Per fare questo occorre democratizzare le relazioni internazionali, tema che molto spesso sollevava Domenico Losurdo. Tanti sono gli esempi che si potrebbero citare per denunciare i drammi prodotti nel mondo unipolare, pensiamo, ad esempio, alla guerra in Iraq costruita su false prove e della quale non conosciamo con precisione il numero delle vittime (probabilmente oltre 1 milione), perché Bush e Blair (in Italia idolo per alcuni che si definiscono di sinistra) non sono stati ancora processati per crimini contro l’umanità?

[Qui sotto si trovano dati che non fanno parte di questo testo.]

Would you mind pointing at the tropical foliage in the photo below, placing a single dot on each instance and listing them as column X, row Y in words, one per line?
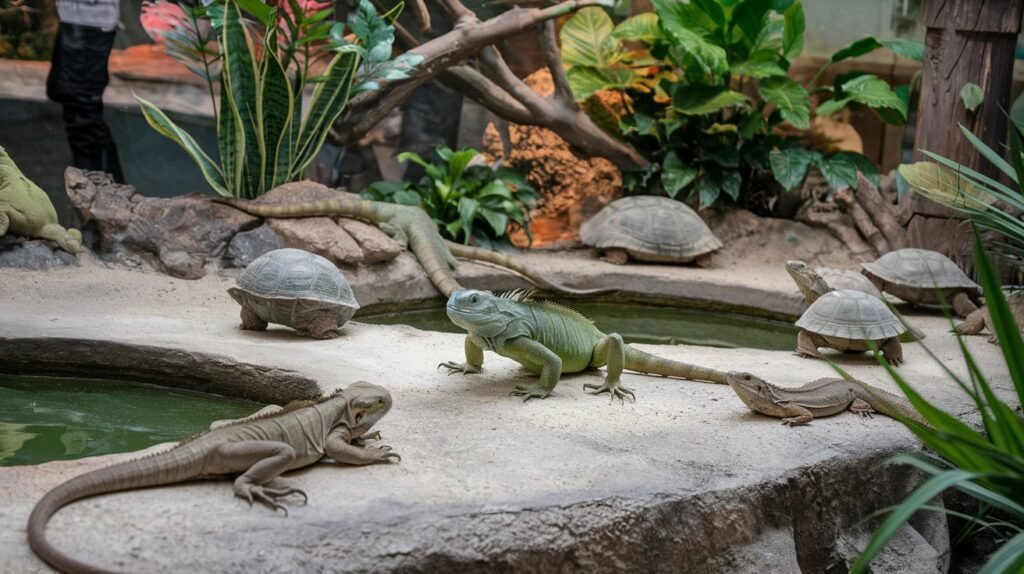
column 262, row 58
column 700, row 88
column 974, row 193
column 986, row 464
column 468, row 200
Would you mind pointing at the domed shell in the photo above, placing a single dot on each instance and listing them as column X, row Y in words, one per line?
column 851, row 314
column 294, row 273
column 921, row 268
column 651, row 228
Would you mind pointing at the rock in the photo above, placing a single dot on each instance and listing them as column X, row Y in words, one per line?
column 32, row 254
column 247, row 246
column 377, row 248
column 321, row 235
column 179, row 234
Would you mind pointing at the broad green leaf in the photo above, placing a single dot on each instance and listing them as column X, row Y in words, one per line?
column 793, row 31
column 762, row 63
column 864, row 166
column 791, row 165
column 164, row 126
column 675, row 174
column 906, row 48
column 944, row 185
column 697, row 100
column 586, row 81
column 876, row 93
column 972, row 96
column 838, row 170
column 642, row 27
column 750, row 16
column 711, row 57
column 587, row 39
column 791, row 98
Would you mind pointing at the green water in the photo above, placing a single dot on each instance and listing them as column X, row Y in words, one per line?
column 44, row 418
column 638, row 322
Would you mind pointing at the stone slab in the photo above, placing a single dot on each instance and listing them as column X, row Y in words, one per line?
column 685, row 479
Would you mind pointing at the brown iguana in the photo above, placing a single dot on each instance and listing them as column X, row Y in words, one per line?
column 550, row 339
column 260, row 448
column 27, row 211
column 410, row 226
column 823, row 397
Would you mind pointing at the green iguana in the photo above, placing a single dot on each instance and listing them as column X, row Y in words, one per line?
column 27, row 211
column 410, row 226
column 550, row 339
column 260, row 447
column 823, row 397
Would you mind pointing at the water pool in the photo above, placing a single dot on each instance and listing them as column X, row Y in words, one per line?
column 637, row 322
column 48, row 418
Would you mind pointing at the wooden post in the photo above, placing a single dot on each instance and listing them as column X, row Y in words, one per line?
column 968, row 41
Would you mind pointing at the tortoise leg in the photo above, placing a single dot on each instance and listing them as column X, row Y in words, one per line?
column 893, row 351
column 807, row 345
column 250, row 320
column 616, row 256
column 974, row 322
column 963, row 305
column 324, row 326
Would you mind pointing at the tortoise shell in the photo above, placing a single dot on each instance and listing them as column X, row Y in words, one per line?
column 650, row 228
column 914, row 274
column 847, row 313
column 292, row 287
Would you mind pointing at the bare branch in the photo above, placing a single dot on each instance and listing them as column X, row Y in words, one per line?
column 553, row 59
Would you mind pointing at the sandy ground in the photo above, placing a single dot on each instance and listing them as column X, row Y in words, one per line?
column 485, row 480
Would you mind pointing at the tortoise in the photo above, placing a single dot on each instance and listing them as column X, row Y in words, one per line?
column 650, row 228
column 924, row 277
column 844, row 319
column 981, row 319
column 297, row 289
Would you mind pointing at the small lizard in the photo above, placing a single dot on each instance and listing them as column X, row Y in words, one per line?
column 823, row 397
column 260, row 447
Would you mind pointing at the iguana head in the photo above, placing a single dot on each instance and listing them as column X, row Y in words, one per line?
column 366, row 404
column 750, row 388
column 479, row 312
column 809, row 281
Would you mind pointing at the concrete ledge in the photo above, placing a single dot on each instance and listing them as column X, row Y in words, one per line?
column 685, row 479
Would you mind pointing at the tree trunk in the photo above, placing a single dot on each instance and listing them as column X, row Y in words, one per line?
column 968, row 41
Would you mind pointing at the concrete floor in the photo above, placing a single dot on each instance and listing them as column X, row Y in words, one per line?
column 684, row 479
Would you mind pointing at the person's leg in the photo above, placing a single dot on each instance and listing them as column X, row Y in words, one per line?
column 77, row 80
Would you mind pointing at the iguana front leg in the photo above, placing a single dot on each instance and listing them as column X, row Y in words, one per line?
column 538, row 358
column 474, row 360
column 612, row 350
column 340, row 446
column 260, row 462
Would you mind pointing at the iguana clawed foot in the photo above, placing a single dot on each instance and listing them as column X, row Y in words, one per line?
column 382, row 453
column 268, row 494
column 530, row 392
column 464, row 368
column 612, row 388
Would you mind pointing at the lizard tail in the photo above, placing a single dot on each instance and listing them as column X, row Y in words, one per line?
column 486, row 256
column 148, row 471
column 887, row 403
column 645, row 362
column 351, row 208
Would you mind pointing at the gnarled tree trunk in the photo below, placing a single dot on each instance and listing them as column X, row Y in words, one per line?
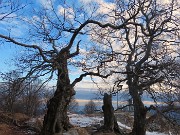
column 110, row 122
column 56, row 119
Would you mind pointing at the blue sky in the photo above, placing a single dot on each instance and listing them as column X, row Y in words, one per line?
column 17, row 29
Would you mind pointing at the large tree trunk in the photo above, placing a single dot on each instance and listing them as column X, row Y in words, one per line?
column 139, row 126
column 110, row 122
column 56, row 119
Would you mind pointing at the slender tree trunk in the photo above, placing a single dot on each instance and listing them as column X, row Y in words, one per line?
column 56, row 119
column 139, row 126
column 110, row 122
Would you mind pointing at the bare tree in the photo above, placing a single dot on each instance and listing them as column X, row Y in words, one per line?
column 147, row 53
column 90, row 107
column 73, row 106
column 11, row 90
column 60, row 32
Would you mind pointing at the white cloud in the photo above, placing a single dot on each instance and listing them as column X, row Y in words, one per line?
column 47, row 4
column 68, row 12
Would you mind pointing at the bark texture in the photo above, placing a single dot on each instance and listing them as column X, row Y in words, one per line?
column 110, row 122
column 56, row 119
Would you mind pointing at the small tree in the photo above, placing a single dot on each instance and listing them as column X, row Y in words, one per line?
column 90, row 107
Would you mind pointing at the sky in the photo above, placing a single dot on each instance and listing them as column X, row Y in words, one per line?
column 19, row 29
column 16, row 28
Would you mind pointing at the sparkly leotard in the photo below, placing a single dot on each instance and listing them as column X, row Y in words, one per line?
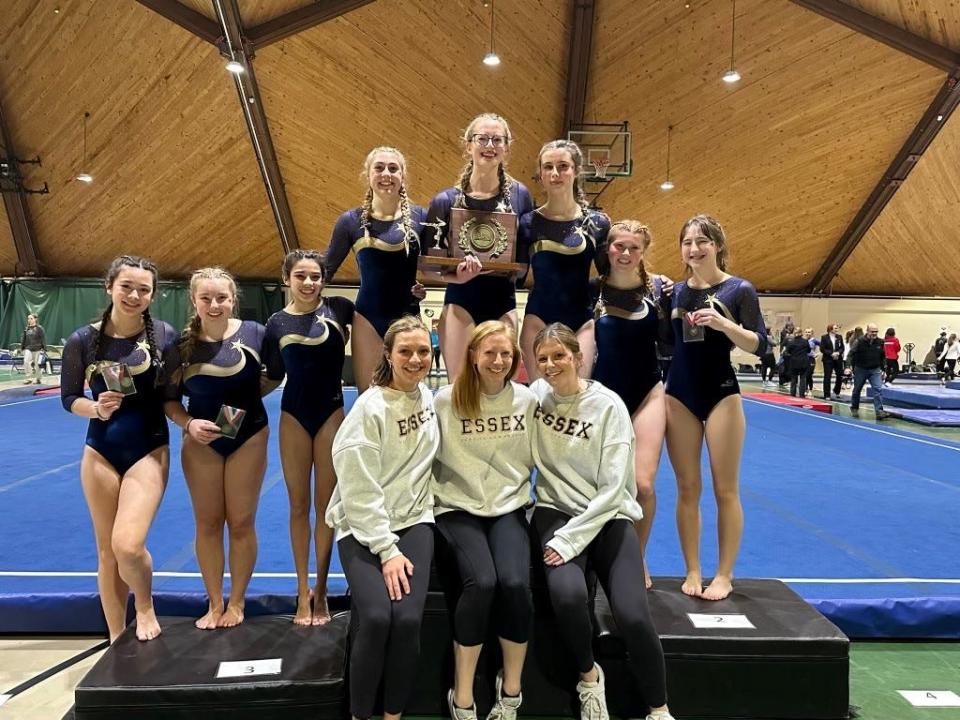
column 560, row 253
column 701, row 374
column 387, row 264
column 309, row 349
column 138, row 426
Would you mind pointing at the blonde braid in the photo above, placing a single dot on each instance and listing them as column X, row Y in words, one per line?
column 405, row 219
column 506, row 187
column 365, row 211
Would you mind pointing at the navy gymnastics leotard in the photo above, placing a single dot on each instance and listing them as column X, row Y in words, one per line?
column 139, row 426
column 388, row 266
column 560, row 253
column 485, row 297
column 309, row 348
column 226, row 372
column 701, row 374
column 627, row 326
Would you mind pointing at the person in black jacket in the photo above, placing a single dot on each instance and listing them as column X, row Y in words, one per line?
column 831, row 354
column 867, row 359
column 796, row 360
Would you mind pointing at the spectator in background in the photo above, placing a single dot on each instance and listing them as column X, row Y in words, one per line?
column 866, row 356
column 832, row 350
column 949, row 356
column 34, row 345
column 891, row 354
column 785, row 335
column 768, row 361
column 813, row 345
column 796, row 358
column 938, row 348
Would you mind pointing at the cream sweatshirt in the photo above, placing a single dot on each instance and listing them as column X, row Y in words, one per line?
column 383, row 456
column 484, row 463
column 584, row 450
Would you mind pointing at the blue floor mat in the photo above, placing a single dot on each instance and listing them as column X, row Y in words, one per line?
column 854, row 516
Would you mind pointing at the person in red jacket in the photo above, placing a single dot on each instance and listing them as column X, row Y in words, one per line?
column 891, row 354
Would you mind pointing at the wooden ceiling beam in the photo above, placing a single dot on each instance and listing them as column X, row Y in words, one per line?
column 578, row 63
column 299, row 20
column 887, row 33
column 18, row 214
column 238, row 48
column 201, row 26
column 935, row 118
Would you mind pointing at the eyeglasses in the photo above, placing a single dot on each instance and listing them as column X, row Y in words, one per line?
column 491, row 140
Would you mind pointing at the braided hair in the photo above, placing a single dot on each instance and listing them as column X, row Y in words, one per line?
column 506, row 182
column 118, row 264
column 188, row 341
column 366, row 208
column 576, row 157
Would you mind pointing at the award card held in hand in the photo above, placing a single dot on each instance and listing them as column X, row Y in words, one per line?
column 691, row 331
column 229, row 420
column 117, row 377
column 491, row 237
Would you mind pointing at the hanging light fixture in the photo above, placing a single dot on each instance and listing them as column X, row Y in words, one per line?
column 668, row 184
column 731, row 76
column 491, row 58
column 84, row 176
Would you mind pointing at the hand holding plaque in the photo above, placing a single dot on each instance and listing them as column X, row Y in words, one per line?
column 491, row 237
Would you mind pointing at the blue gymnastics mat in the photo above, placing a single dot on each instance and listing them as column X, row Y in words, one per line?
column 930, row 418
column 934, row 397
column 858, row 519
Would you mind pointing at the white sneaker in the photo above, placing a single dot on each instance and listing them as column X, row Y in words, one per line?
column 456, row 713
column 506, row 707
column 593, row 698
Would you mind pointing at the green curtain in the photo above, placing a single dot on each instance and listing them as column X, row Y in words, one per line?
column 63, row 305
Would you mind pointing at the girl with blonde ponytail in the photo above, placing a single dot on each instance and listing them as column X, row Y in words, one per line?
column 224, row 451
column 127, row 456
column 484, row 184
column 384, row 234
column 559, row 240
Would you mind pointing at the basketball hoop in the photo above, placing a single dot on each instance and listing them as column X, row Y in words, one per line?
column 600, row 165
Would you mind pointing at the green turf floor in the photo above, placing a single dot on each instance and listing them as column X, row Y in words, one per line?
column 879, row 670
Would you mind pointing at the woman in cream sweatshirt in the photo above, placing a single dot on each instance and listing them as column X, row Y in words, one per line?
column 481, row 489
column 586, row 506
column 382, row 511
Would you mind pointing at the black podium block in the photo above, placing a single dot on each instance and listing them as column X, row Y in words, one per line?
column 174, row 676
column 792, row 665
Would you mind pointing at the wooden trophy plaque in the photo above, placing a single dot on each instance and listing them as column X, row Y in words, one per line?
column 490, row 236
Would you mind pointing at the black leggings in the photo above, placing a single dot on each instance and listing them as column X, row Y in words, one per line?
column 386, row 634
column 615, row 556
column 493, row 556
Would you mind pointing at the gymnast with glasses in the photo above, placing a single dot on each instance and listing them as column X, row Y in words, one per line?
column 472, row 297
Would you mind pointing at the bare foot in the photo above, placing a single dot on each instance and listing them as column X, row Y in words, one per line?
column 321, row 613
column 693, row 585
column 719, row 588
column 147, row 626
column 210, row 620
column 302, row 616
column 231, row 617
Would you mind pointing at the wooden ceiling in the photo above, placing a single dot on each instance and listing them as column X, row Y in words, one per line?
column 785, row 158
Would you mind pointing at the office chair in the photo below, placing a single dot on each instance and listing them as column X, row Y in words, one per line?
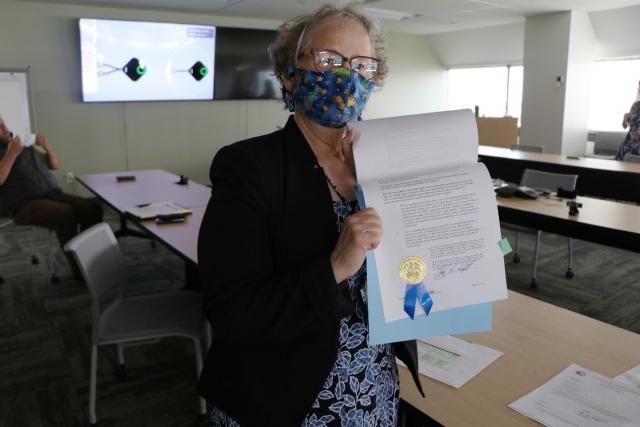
column 548, row 182
column 634, row 158
column 6, row 223
column 128, row 321
column 528, row 148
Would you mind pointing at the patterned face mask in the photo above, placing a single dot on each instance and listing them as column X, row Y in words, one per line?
column 331, row 98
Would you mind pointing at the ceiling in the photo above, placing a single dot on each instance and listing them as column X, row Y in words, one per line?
column 426, row 16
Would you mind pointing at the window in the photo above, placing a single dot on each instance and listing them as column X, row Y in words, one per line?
column 614, row 85
column 497, row 91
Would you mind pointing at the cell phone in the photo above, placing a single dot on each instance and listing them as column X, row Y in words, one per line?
column 169, row 219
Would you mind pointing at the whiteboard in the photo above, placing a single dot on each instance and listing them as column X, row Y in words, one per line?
column 15, row 101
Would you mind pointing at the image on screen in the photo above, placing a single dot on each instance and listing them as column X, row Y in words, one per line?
column 146, row 61
column 243, row 69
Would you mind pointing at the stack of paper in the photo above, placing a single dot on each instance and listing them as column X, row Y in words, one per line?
column 579, row 397
column 453, row 361
column 421, row 174
column 152, row 210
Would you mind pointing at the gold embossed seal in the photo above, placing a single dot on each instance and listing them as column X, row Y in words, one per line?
column 412, row 270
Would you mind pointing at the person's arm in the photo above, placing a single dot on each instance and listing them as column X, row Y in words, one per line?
column 248, row 298
column 14, row 148
column 52, row 157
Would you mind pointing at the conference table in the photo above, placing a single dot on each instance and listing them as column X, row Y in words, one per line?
column 597, row 177
column 604, row 222
column 152, row 186
column 538, row 341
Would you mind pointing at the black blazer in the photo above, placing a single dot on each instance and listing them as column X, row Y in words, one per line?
column 270, row 293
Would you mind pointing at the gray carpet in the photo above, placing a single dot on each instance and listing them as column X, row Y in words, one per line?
column 45, row 342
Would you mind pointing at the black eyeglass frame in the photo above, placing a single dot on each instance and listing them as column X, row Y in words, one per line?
column 345, row 59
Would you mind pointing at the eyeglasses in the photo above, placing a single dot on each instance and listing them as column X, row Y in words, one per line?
column 325, row 59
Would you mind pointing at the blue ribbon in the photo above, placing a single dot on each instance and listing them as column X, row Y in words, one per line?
column 413, row 292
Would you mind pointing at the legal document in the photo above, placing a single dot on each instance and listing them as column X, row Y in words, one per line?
column 579, row 397
column 631, row 377
column 436, row 202
column 451, row 360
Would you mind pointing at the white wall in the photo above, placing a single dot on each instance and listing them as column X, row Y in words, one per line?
column 618, row 32
column 546, row 50
column 582, row 51
column 181, row 137
column 502, row 44
column 416, row 82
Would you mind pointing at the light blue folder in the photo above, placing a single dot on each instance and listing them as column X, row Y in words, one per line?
column 472, row 318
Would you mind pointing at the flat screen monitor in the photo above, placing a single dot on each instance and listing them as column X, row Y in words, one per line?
column 243, row 69
column 146, row 61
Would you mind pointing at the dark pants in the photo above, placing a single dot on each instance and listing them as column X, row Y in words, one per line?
column 62, row 213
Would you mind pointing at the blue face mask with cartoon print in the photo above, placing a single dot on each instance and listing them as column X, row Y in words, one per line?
column 331, row 98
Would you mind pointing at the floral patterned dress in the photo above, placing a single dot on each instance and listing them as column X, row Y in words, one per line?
column 362, row 388
column 631, row 144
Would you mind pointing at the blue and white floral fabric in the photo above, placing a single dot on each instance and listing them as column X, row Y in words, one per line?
column 631, row 143
column 363, row 387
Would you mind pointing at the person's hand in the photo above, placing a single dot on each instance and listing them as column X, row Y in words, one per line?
column 41, row 140
column 347, row 141
column 361, row 232
column 625, row 120
column 14, row 148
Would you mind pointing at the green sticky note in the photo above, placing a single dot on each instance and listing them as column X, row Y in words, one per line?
column 505, row 247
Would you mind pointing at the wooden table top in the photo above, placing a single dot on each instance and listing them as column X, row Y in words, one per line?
column 150, row 186
column 538, row 341
column 559, row 159
column 598, row 212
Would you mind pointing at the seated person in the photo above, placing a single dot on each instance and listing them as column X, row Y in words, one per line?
column 29, row 192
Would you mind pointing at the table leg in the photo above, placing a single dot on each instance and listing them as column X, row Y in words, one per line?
column 126, row 231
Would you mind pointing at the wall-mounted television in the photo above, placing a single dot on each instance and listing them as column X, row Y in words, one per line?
column 243, row 69
column 146, row 61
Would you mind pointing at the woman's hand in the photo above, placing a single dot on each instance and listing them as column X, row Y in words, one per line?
column 625, row 120
column 14, row 148
column 41, row 140
column 360, row 233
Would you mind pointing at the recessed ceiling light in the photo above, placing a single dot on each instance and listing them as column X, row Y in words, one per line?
column 388, row 14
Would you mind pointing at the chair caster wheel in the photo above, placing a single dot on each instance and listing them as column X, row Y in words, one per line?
column 202, row 420
column 120, row 373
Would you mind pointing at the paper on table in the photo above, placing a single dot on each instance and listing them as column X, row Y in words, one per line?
column 152, row 210
column 421, row 175
column 452, row 360
column 579, row 397
column 631, row 377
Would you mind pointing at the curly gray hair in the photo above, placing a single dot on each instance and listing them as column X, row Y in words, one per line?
column 282, row 52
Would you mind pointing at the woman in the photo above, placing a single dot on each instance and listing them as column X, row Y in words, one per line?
column 631, row 144
column 282, row 248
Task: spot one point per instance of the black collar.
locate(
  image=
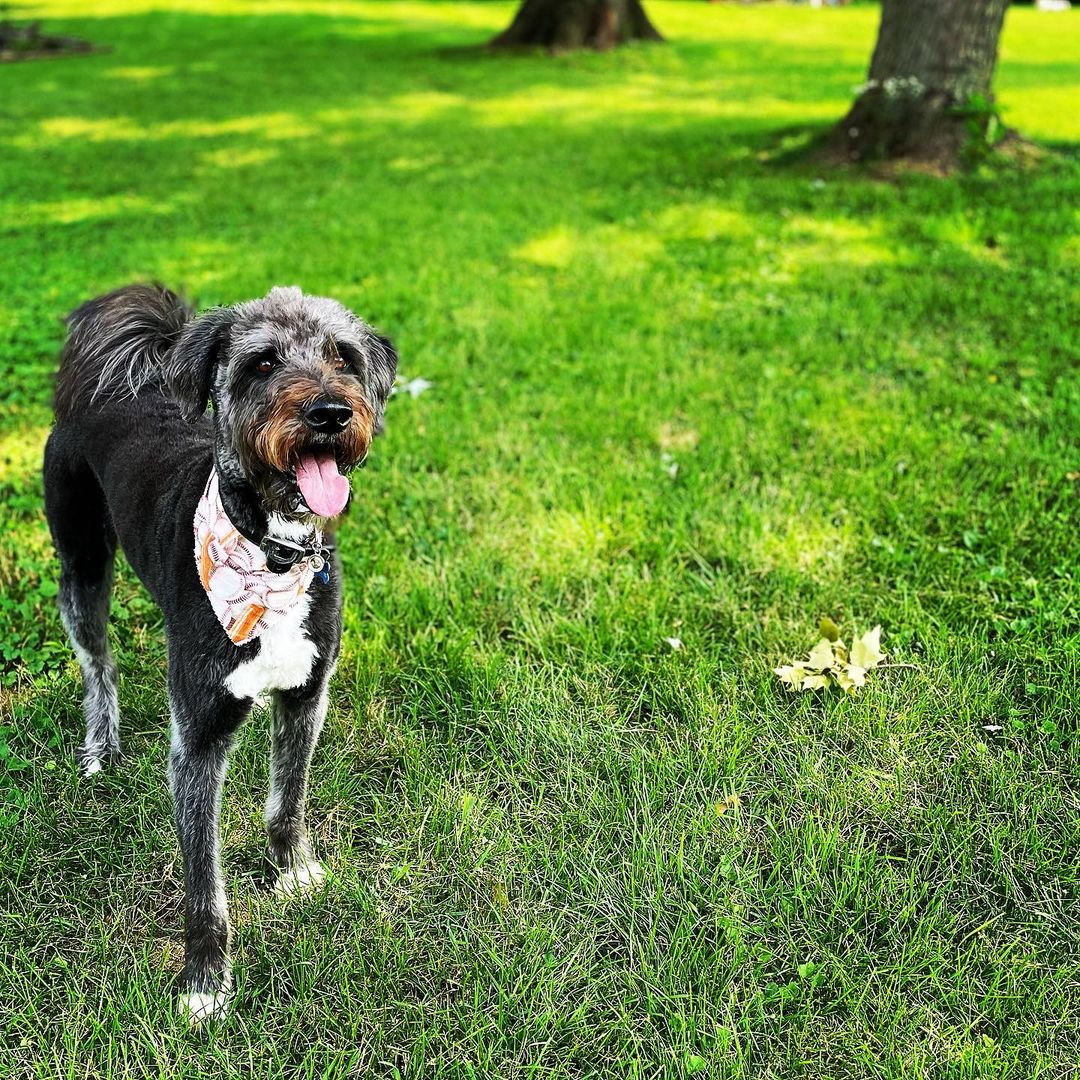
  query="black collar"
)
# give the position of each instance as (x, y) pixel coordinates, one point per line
(283, 554)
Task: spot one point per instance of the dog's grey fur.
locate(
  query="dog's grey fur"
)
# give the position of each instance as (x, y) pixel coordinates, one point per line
(127, 460)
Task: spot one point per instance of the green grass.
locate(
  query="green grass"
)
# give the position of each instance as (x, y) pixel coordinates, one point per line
(869, 390)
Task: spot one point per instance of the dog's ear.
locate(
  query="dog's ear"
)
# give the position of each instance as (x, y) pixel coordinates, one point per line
(191, 365)
(382, 370)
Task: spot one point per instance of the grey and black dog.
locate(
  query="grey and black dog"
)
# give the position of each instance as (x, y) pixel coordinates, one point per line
(298, 386)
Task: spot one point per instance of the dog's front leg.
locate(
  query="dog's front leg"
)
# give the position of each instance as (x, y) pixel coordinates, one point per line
(197, 766)
(298, 717)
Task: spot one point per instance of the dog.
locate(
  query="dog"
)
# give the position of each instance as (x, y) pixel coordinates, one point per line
(224, 517)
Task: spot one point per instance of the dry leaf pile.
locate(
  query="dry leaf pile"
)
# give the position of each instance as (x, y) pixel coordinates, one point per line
(832, 663)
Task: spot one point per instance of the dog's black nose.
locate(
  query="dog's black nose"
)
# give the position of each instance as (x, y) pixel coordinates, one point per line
(327, 417)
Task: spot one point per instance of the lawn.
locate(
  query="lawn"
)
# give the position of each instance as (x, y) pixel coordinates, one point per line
(685, 386)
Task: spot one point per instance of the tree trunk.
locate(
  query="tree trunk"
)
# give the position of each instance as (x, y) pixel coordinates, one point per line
(578, 24)
(929, 84)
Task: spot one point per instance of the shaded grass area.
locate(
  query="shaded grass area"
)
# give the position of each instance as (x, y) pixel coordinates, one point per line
(525, 795)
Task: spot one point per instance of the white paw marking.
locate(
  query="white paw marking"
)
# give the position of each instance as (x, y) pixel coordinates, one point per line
(299, 879)
(202, 1007)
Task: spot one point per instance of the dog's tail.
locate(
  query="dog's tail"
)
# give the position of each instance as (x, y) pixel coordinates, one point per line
(116, 345)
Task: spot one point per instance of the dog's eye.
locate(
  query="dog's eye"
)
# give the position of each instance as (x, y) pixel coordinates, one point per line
(340, 356)
(266, 362)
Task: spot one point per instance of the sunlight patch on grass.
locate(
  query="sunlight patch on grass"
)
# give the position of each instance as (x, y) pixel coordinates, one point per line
(812, 241)
(271, 125)
(71, 211)
(235, 157)
(556, 542)
(615, 248)
(140, 73)
(701, 221)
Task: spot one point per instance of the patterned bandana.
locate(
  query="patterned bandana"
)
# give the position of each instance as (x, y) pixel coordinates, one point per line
(247, 598)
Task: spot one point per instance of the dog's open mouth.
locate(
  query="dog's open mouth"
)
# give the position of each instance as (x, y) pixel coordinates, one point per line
(324, 489)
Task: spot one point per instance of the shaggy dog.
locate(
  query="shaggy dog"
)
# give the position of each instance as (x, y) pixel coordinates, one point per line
(221, 516)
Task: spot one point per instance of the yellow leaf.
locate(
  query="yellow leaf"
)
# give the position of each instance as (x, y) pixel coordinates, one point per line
(821, 656)
(866, 650)
(792, 674)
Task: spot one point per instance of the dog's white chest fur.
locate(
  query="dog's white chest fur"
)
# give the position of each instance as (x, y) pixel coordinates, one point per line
(284, 660)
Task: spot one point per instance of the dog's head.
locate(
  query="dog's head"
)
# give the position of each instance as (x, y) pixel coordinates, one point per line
(298, 386)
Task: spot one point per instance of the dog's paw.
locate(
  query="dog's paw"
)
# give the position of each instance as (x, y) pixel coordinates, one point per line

Se questo è l’obiettivo quali sono gli strumenti e le azioni che Pechino sta mettendo in campo per raggiungerlo? Il primo importante tassello è la nuova via della seta. Un progetto che toccherà 4,4 miliardi di persone (il 63% della popolazione mondiale) [pag. 92] e che porterà investimenti cinesi rilevantissimi, basti pensare che ‘nei prossimi cinque anni, gli investimenti diretti esteri totali della Cina supereranno i 500 miliardi di dollari [pag. 91]. A differenza del piano Marshall, a cui spesso erroneamente la via della seta viene paragonata, si parla di cifre molto maggiori ma sopratutto occorre ricordare che il piano Marshall aveva una finalità politica, voleva ancorare i paesi europei a Washington. Pechino ha invece chiarito che continuerà a non entrare nelle scelte di politica interna dei singoli paesi.

La via della seta integra una politica estera cinese che già prima di Xi Jinping stava costruendo il proprio spazio. La Cina sta lavorando per cambiare le organizzazioni oggi esistenti, come il FMI o la BM, perché esse si trasformino prendendo atto delle modifiche negli equilibri mondiali. A questo tentativo però si sovrappone la creazione di nuovi strumenti comel’Asian Infrastructure Investment Bank (AIIB) (di cui fa parte anche l’Italia), il cui scopo è fornire e sviluppare progetti di infrastrutture nella regione Asia-Pacifico, assieme a questa c’è la New Development Bank (NDB) che fa riferimento ai BRICS. I Brics così come lo SCO sono altri strumenti che la Cina usa per democratizzare le relazioni internazionali. Al centro di tutto questo deve rimanere l’ONU, un’organizzazione in cui, non solo a parole, tutte le nazioni devono contare allo stesso modo.

Conclusioni

La Cina è il prodotto di una civiltà millenaria; il socialismo con caratteristiche cinesi oggi sta guidando Pechino verso la prosperità interna e verso la costruzione di un mondo migliore, la sua forze economica e politica è un dato di fatto. Gli Stati Uniti hanno ancora due punti di forza: quello militare e il dollaro come moneta di scambio mondiale. Così come la macchina bellica a stelle e strisce rimane forte ma ha dimostrato di non essere imbattibile, anche il dollaro da segni di affaticamento. Lo yuan sta rapidamente diventando una delle principali valute negli scambi internazionali, anche se la sua diffusione è infinitamente minore di quella del dollaro. Vale anche per la Cina quello che disse Ahmad Shah Massoud a proposito dell’Afghanistan: gli americani possiedono gli orologi gli afghani il tempo. Oggi ‘la valuta cinese è diventata, per prima volta, una delle prime 10 valute scambiate più frequentemente al mondo’ [pag. 204], questo porta l’Autore ad affermare che ‘il declino del dollaro sarà un processo lungo’, un processo però già in atto. Il ruolo degli Stati Uniti è destinato a ridimensionarsi, che questo processo avvenga attraverso una via pacifica o meno sarà il futuro a dircelo.